Un 'borghese gentiluomo' a Bitonto: Solfrizzi porta al Traetta Molière

Alessandra Savino
di Alessandra Savino
Cultura e Spettacoli, Video
27 marzo 2017

Sold out per lo spettacolo con la regia di Armando Pugliese

Portare sulla scena contemporanea un capolavoro di Molière, considerato fra i maggiori drammaturghi di tutti i tempi, oggi risulta tutt’altro che anacronistico. Una comicità nata nel ‘600 ma che affonda le sue radici nel tentativo di mostrare quegli aspetti, talvolta ossessivi, dell’essere umano che non si legano ad un’epoca precisa e che restano immutati nel tempo. Maestro nella definizione di caratteri ed archetipi universali, il maestro del teatro classico francese, è capace di far riflettere l’uomo sui suoi stessi ridicoli capricci col sorriso sulle labbra anche a distanza di secoli. 

Così, il suo “Borghese Gentiluomo”, rappresentato per la prima volta nel 1670 alla corte di Luigi XIV, non perde la sua attualità affascinando registi teatrali dei nostri tempi come Armando Pugliese. Quest’ultimo, infatti, ha firmato la messa in scena del capolavoro molieriano inserito nella ricca e variegata stagione del Teatro Traetta di Bitonto. Uno spettacolo che ha portato sul palcoscenico bitontino uno degli artisti più cari al pubblico pugliese, sebbene ormai avvezzo a calcare i palcoscenici di tutta Italia tra una apparizione e l’altra altra sul grande schermo nazionale. Stiamo parlando dello strepitoso Emilio Solfrizzi che ha vestito i panni di Jourdain, un borghese che sogna di essere gentiluomo a tal punto da risultare a tratti ridicolo tanto nelle sue convinzioni quanto nei travestimenti, a parer suo, nobiliari. 

L’ossessione per una scalata sociale, in cui l’ambizione sfrenata di acquisire titoli a costo di impoverir il proprio portafogli, diviene spunto per una riflessione che fa discutere spettatori di ogni età senza perdere mai il sorriso. D’altra parte, Solfrizzi in questo è maestro, abile nell’impersonare con le movenze, ed ancor più attraverso la sua inconfondibile mimica facciale, la figura buffa del borghese gentiluomo.
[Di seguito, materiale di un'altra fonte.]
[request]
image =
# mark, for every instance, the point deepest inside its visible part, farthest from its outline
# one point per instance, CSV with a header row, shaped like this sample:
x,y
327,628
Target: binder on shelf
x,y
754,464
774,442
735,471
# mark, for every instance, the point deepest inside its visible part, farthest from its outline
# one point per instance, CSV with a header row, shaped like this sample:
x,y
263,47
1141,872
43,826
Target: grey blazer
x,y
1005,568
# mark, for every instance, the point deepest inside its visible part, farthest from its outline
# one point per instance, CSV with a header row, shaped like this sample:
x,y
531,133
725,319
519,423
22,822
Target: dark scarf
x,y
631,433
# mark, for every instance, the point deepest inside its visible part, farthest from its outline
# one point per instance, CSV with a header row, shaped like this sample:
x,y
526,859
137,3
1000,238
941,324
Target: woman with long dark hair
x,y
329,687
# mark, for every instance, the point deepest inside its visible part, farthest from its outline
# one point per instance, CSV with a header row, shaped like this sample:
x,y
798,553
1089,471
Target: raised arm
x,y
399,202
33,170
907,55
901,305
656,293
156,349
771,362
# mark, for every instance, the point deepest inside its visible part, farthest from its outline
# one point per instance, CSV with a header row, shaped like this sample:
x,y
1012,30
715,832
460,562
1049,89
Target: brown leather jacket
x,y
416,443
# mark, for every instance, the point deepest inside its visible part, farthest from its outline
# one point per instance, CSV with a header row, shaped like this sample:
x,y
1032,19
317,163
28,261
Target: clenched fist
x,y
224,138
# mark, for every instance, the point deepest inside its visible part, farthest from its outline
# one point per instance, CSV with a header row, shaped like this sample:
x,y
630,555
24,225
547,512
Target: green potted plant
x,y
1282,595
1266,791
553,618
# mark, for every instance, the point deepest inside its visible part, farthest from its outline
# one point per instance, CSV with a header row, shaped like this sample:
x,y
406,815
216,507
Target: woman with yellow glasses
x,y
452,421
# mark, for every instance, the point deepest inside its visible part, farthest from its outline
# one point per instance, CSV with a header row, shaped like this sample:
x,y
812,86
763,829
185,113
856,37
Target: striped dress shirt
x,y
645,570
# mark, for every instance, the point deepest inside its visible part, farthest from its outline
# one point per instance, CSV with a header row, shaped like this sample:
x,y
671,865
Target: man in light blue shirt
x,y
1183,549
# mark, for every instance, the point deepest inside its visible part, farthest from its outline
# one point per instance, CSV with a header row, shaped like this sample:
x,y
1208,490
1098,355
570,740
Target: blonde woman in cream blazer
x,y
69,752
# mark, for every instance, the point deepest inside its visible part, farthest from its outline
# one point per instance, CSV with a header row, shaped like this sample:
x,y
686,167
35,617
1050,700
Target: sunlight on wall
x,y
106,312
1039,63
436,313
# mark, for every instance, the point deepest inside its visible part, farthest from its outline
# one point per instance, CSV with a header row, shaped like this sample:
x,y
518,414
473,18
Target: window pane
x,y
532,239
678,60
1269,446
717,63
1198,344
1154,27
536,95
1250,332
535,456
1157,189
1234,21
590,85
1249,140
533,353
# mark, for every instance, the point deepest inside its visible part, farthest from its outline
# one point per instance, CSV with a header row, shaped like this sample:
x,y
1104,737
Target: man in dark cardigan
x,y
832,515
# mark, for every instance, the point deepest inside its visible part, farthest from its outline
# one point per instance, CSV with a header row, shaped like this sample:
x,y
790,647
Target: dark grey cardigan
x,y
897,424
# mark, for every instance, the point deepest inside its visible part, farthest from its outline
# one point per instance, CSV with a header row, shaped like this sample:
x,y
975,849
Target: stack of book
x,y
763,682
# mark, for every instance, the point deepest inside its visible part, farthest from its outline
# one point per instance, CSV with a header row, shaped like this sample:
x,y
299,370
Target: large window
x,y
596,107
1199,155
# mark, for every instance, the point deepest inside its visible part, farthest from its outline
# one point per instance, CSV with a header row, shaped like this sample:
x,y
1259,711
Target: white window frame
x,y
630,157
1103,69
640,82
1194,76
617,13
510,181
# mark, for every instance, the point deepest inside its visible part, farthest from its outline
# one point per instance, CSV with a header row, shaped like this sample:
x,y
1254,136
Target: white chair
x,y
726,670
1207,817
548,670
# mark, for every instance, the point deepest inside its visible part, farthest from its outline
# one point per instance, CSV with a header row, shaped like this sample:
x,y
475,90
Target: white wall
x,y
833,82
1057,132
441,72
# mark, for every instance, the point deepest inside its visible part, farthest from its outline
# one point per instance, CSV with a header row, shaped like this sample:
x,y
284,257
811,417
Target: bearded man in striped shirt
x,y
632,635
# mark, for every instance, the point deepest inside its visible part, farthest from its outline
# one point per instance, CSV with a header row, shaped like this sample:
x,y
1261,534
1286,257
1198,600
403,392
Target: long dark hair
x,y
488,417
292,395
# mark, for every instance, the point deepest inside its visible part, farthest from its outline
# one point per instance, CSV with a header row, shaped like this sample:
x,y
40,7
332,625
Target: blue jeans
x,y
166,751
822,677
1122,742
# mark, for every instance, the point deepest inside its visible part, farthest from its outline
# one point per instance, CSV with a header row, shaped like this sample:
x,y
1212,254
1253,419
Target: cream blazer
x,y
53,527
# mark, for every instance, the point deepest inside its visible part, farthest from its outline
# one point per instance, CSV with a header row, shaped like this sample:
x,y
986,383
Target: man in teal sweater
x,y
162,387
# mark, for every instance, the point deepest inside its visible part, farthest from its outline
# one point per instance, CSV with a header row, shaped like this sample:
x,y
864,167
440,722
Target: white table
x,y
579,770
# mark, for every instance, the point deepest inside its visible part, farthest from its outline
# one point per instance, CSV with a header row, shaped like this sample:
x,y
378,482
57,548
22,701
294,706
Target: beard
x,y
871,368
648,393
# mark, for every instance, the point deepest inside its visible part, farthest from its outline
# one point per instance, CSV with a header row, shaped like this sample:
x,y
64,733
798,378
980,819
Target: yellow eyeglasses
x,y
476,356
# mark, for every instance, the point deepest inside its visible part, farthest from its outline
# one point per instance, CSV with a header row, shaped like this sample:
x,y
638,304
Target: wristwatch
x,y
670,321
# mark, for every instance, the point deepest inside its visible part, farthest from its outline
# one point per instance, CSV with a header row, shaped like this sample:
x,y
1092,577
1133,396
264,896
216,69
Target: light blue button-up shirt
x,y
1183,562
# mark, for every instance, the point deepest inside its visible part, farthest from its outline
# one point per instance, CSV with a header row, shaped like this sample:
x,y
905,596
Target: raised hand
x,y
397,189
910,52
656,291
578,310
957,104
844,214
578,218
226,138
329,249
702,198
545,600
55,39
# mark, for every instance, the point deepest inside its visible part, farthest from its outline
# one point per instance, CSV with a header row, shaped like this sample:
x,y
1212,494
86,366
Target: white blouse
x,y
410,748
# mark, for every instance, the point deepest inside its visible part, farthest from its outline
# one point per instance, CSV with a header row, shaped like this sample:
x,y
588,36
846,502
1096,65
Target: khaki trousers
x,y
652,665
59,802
Ad accompagnarlo sul palco un eccezionale cast che ha saputo far da cornice alle folli iniziative del protagonista rendendo attuali quegli aspetti del teatro classico che affondano radici nella comicità più antica. Ben riuscito il parallelismo fra la liaison amorosa dei due domestici, Nicole e Coviello e quella dei loro signori che rimanda agli intrecci plautini, resa con grande professionalità dagli attori in scena. Accattivanti anche i momenti metateatrali in cui menestrelli e danzatori fanno irruzione nella dimora di Jourdain allietando con musiche e balletti le cene del padrone di casa. 

Complice anche la scenografia, importante e realistica, che focalizza l’attenzione su un palchetto in posizione centrale, tipico delle corti tanto sognate dal protagonista. Il personaggio a cui Solfrizzi ha dato un volto, sebbene deriso da amici e parenti per le sue insensate aspirazioni, non appare del tutto negativo. Il suo sogno di nobiltà lo induce a volersi migliorare continuamente ingaggiando maestri di ogni disciplina che si impegnano nell’impartirgli lezioni di danza, musica, scherma e filosofia, nelle quali Jourdain risulta tanto impacciato da esser beffeggiato anche dai suoi insegnanti. Una commedia d’altri tempi ma capace di far sorridere ai nostri giorni.